Quando uma entidade patronal alega justa causa para despedir um trabalhador, como fez o Sporting, tem de apontar os porquês. Mas esses, por lei, têm de reportar, no máximo, aos 60 dias anteriores. E o caso da suposta agressão de Rojo ao presidente faz parte dos “90%” que a defesa de Marco Silva diz que “já prescreveram”. O Observador tentou confirmar esta informação com o Sporting, mas, até agora, não foi possível entrar em contacto com algum responsável do clube. O caso do fato, ocorrido a 17 de dezembro, também já aconteceu há mais de dois meses.
“O último episódio foi, após ter sido convocado para uma reunião com o seu Presidente na passada 4a-feira , ter dado a informação de que não podia reunir nessa data porque estaria presente numa acção de renovação da licença “UEFA Pro”, a decorrer em Fátima.

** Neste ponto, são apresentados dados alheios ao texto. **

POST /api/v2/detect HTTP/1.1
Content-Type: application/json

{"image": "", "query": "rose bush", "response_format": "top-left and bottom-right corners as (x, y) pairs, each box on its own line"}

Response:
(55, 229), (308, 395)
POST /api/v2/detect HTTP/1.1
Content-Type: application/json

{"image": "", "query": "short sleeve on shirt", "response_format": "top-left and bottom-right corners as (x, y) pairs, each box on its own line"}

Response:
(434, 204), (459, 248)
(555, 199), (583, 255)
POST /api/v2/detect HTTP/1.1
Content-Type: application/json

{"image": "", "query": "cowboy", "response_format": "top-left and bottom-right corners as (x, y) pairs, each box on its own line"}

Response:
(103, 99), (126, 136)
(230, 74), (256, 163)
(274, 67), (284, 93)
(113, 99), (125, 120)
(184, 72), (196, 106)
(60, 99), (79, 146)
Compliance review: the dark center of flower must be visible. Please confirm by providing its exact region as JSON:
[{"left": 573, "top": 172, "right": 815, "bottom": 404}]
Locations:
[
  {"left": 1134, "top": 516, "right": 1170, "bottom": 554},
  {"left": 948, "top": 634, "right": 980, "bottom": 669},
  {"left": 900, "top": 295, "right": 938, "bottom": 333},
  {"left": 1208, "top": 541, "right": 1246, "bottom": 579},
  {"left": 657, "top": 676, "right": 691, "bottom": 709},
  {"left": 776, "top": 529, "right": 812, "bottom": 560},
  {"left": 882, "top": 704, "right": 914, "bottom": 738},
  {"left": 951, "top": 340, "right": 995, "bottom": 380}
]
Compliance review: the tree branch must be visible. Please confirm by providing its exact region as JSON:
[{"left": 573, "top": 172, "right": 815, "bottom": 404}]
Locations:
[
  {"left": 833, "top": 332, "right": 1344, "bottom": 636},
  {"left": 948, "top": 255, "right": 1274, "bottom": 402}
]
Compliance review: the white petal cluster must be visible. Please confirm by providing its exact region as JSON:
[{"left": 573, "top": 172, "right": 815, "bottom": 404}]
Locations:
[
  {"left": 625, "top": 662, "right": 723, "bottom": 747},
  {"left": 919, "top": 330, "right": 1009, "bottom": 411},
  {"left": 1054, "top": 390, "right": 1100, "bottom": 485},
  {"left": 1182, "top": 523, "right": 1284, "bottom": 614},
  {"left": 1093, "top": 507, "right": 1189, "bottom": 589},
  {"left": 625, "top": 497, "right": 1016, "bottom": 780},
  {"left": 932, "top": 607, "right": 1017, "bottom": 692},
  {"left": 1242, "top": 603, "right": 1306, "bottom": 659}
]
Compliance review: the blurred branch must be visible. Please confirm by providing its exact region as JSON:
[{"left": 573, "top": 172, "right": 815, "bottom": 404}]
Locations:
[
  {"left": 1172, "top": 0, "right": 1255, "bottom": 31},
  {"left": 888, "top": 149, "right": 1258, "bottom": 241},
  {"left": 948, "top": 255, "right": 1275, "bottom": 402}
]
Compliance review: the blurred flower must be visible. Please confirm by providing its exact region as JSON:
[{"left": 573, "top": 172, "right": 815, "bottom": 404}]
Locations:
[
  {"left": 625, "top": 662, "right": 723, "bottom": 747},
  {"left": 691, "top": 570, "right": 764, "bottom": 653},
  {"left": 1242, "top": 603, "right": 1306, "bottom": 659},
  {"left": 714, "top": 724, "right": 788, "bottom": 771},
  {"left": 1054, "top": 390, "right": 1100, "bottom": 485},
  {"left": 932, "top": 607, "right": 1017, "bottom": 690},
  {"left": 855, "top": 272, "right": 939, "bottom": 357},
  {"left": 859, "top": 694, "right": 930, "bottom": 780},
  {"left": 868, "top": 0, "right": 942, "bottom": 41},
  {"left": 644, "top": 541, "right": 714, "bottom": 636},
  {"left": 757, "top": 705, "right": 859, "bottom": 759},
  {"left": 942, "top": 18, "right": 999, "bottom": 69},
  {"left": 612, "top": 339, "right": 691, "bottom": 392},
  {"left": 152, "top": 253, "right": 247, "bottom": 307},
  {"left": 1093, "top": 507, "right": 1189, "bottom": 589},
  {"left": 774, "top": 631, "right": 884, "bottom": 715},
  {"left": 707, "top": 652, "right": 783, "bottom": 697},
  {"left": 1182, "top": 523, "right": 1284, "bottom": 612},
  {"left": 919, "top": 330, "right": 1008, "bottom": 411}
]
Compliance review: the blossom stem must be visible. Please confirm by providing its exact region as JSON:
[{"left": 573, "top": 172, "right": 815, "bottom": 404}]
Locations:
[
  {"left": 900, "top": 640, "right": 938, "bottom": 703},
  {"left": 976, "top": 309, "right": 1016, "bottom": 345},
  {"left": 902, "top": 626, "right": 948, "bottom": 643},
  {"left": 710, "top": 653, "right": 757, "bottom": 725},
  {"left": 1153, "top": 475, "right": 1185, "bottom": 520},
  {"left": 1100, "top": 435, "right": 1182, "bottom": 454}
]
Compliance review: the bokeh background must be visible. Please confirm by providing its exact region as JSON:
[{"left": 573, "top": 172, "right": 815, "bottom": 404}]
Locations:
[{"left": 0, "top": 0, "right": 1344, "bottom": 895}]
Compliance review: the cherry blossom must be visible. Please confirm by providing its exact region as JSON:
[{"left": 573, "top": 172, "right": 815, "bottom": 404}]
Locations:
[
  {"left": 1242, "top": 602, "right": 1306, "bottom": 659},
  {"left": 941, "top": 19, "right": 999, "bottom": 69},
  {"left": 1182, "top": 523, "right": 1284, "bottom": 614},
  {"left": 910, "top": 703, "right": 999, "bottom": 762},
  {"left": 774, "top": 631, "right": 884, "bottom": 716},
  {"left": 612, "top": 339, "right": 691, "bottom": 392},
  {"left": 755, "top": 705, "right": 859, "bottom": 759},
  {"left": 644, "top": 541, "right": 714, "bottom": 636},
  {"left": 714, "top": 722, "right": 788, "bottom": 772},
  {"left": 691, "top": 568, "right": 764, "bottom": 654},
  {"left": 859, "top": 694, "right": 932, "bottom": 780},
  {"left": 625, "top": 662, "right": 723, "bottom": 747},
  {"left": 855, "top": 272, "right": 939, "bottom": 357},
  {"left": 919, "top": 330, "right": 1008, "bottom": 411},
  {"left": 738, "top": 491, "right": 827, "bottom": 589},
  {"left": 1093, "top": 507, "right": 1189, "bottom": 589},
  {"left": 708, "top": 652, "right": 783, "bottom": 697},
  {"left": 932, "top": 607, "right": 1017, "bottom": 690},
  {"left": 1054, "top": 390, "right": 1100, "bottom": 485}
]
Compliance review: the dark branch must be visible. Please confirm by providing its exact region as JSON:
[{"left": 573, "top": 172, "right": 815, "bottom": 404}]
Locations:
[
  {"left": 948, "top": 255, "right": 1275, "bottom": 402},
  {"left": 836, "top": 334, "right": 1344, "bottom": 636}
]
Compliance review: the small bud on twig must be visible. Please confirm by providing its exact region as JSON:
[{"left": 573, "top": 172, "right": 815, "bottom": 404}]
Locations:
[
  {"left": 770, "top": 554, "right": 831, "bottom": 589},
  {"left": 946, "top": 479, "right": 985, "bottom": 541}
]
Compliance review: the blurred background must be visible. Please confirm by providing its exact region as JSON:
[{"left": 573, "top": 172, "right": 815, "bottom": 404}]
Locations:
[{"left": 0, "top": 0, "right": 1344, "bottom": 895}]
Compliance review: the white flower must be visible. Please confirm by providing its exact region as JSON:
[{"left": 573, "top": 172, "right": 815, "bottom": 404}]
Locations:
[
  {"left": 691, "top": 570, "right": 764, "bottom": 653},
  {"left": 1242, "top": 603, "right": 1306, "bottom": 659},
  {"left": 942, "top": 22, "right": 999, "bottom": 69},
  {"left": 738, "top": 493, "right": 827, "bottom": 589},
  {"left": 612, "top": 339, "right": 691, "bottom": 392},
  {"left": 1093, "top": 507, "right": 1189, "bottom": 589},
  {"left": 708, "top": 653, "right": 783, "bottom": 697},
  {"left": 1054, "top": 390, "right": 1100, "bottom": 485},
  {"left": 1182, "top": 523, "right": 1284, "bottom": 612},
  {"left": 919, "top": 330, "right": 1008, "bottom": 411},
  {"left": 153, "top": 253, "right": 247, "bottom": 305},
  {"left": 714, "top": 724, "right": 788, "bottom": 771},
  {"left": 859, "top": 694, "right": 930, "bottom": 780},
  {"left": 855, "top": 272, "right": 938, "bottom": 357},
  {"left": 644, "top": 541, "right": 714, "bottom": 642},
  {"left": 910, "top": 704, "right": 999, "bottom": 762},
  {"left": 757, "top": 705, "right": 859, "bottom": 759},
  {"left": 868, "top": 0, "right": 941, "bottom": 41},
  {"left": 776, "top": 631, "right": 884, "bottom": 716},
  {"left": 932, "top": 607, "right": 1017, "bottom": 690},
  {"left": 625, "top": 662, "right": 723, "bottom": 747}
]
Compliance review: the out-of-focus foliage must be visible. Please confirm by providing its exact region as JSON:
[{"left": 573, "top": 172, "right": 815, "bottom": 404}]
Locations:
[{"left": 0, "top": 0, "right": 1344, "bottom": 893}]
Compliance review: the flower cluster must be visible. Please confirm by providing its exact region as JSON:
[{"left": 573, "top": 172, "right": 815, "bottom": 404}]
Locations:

Situação que se veio a verificar não correspondia à verdade, com a agravante de ao mesmo tempo – e como tantas vezes aconteceu – ter sido passada para os jornais a informação de que era o treinador que estava à espera para ser recebido.” — excerto do comunicado de Bruno de Carvalho, presidente do Sporting, divulgado esta sexta-feira.
Fonte próxima do processo considera que “tudo” o que o Sporting está a fazer é de “um amadorismo extraordinário”. E não só. Na reunião de quinta-feira, e antes de dizer a Marco Silva o ia despedir por justa causa, a SAD do Sporting fez-lhe uma proposta — uma rescisão amigável do contrato, com efeito imediato, em que os leões lhe pagariam o salário de junho. O treinador já estava sob ameaça de processo. Marco disse que não e daí o clube partiu para o despedimento, que a defesa do técnico vai contestar e impugnar na justiça. Logo, se o clube não levar a melhor, terá de pagar os cerca de 2,1 milhões de euros de indemnização ao treinador.
A defesa do treinador acredita que os tribunais vão dar razão a Marco Silva e não entende como o clube não optou por uma rescisão unilateral do vínculo. Porquê? Aí o Sporting teria de pagar os 2,1 milhões ao longo de três anos — os que restavam no contrato –, e, caso o treinador entretanto assinasse um acordo com outro clube, os leões ficariam a pagar apenas a diferença entre os salários. Ou nada, como acredita a comitiva do treinador, já que Marco Silva tinha algumas propostas à vista que lhe dariam ordenados mais elevados aos que auferia no clube de Alvalade. Marco ainda tem nove dias (eram 10 a partir de quinta-feira) para responder à nota de culpa. Enquanto não o fizer, continuará a ser treinador do Sporting.